The weekly survey results, released by the government agency on October 23, show that Iowa farmers had harvested 48% of the state's corn crop by Sunday October 22, up from 31% the previous week but short of the 57% of a year ago and the 5-year average of 49%.
Also by Sunday, Iowa farmers had harvested 91% of the soybeans in the state, compared with 87% a week ago, 96% a year ago and 91% on average.
Weather clears up, as prices go up
Nationally, 53% of the corn had been harvested as of Sunday, up from 41% a week earlier, but behind last year's 63%. Also by Sunday, 76% of U.S. soybeans had been harvested, compared with 69% a week ago and 85% a year ago.
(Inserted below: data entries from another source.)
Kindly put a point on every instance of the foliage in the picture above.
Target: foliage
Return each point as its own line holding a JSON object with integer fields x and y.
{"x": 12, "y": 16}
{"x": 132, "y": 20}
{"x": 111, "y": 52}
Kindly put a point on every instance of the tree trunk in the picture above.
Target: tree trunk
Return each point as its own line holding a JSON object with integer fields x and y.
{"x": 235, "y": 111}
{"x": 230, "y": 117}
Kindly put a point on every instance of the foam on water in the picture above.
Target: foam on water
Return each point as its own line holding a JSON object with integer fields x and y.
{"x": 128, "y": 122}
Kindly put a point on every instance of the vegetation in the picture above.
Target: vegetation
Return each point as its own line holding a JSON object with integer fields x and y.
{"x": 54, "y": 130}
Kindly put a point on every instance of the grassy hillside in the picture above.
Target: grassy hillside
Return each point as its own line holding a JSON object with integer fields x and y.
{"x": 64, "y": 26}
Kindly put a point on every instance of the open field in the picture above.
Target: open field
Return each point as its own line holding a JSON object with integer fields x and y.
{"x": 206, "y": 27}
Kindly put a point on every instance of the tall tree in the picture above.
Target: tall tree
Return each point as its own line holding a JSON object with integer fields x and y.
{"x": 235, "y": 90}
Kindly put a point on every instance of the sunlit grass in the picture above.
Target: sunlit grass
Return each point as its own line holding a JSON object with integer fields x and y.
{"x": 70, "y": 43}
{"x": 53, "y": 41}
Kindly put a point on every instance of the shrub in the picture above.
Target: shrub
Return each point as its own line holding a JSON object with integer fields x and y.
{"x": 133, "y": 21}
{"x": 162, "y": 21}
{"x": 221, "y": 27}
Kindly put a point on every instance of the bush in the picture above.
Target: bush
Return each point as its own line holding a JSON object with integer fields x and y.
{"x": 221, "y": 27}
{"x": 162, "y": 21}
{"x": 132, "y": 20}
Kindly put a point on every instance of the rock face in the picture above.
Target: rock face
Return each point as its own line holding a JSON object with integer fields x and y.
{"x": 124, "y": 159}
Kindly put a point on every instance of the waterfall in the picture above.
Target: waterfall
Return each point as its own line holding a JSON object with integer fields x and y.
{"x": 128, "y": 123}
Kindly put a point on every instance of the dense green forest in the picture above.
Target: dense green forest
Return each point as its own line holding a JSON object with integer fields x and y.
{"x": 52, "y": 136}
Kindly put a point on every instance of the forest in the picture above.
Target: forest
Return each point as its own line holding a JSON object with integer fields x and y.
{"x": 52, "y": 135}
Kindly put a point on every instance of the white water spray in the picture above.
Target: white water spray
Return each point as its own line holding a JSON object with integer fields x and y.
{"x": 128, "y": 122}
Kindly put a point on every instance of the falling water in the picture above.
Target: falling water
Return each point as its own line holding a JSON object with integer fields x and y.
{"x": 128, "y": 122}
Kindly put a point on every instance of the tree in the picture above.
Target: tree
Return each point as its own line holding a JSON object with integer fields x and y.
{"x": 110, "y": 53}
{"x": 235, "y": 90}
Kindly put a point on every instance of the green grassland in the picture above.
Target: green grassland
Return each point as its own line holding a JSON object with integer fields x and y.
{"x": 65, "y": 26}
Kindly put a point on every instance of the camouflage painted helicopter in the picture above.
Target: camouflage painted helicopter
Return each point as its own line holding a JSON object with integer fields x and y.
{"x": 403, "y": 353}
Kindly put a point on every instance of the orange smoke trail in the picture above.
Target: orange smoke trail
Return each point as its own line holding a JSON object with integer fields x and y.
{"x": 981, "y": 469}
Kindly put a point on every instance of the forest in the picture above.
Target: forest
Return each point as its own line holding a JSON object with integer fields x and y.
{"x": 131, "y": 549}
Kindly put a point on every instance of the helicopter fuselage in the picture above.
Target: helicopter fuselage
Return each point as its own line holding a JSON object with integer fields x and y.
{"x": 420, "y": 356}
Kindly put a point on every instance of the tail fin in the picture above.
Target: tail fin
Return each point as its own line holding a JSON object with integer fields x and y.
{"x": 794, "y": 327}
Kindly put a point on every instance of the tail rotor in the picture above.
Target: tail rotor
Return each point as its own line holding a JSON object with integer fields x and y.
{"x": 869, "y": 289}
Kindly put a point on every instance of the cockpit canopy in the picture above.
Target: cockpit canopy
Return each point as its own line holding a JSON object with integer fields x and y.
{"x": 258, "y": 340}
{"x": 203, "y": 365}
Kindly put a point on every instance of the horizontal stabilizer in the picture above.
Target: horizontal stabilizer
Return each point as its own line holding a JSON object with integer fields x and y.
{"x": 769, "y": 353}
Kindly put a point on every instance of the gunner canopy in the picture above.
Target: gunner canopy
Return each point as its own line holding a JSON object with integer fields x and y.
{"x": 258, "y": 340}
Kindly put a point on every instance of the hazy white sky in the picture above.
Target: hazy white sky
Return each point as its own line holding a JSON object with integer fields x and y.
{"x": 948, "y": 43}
Statewide, rainy and cool temperatures slowed crop drying and harvest activity last week. In Iowa, temperatures averaged 43.7 degrees last week, 6.3 degrees below normal. In addition, statewide rainfall averaged 0.81 inch. "So these nice days for harvesting on Monday and Tuesday of this week were really welcome," says Harry Hillaker, state climatologist at the Iowa Department of Agriculture.
Farmers are happy about prices for crops at harvest this year. Corn and soybean prices usually sag during harvest but they have been rising this year, despite the largest U.S. soybean crop and the second largest U.S. corn crop on record.
Market is treating it like a short crop
"I've farmed for 35 years and I've seen prices rise during harvest only a few times in all those years," says Richard Harves, who farms in Clay County in northwest Iowa. "It was in the years that we had a short crop that you saw prices rise during harvest. This year we have a big crop and yet the prices have risen significantly. This is really unusual to have such strong grain prices at harvest."
"The reason is because the market is being driven by strong demand this time," notes Harves. "Weekly corn exports are increasing, ethanol demand for corn continues to explode, and livestock feeders are strong buyers because they want to get hold of the grain to meet their needs for the coming year. The world wheat situation is very tight too, which adds to the bullishness for corn. And that bullishness is spilling over for soybeans. Beans are going along for the ride."
Despite the big corn crop this fall, corn demand is projected to be a billion bushels higher this marketing year, largely driven by ethanol demand. Market analysts say U.S. corn acreage needs to increase by at least 8 million acres in 2007 to meet next year's expected demand. "Corn prices will to have to stay strong through this fall, and winter and into spring, if the market is going to get farmers to plant more corn acres and less soybeans and wheat," says Harves.
Corn and soybean prices rose on Monday. In Iowa, cash corn prices averaged $2.78 per bushel, up 6 cents, while cash soybean prices averaged $5.64 per bushel, up 14 cents. "Those are pretty good prices at harvest," he notes, "especially with the large crops we have this fall."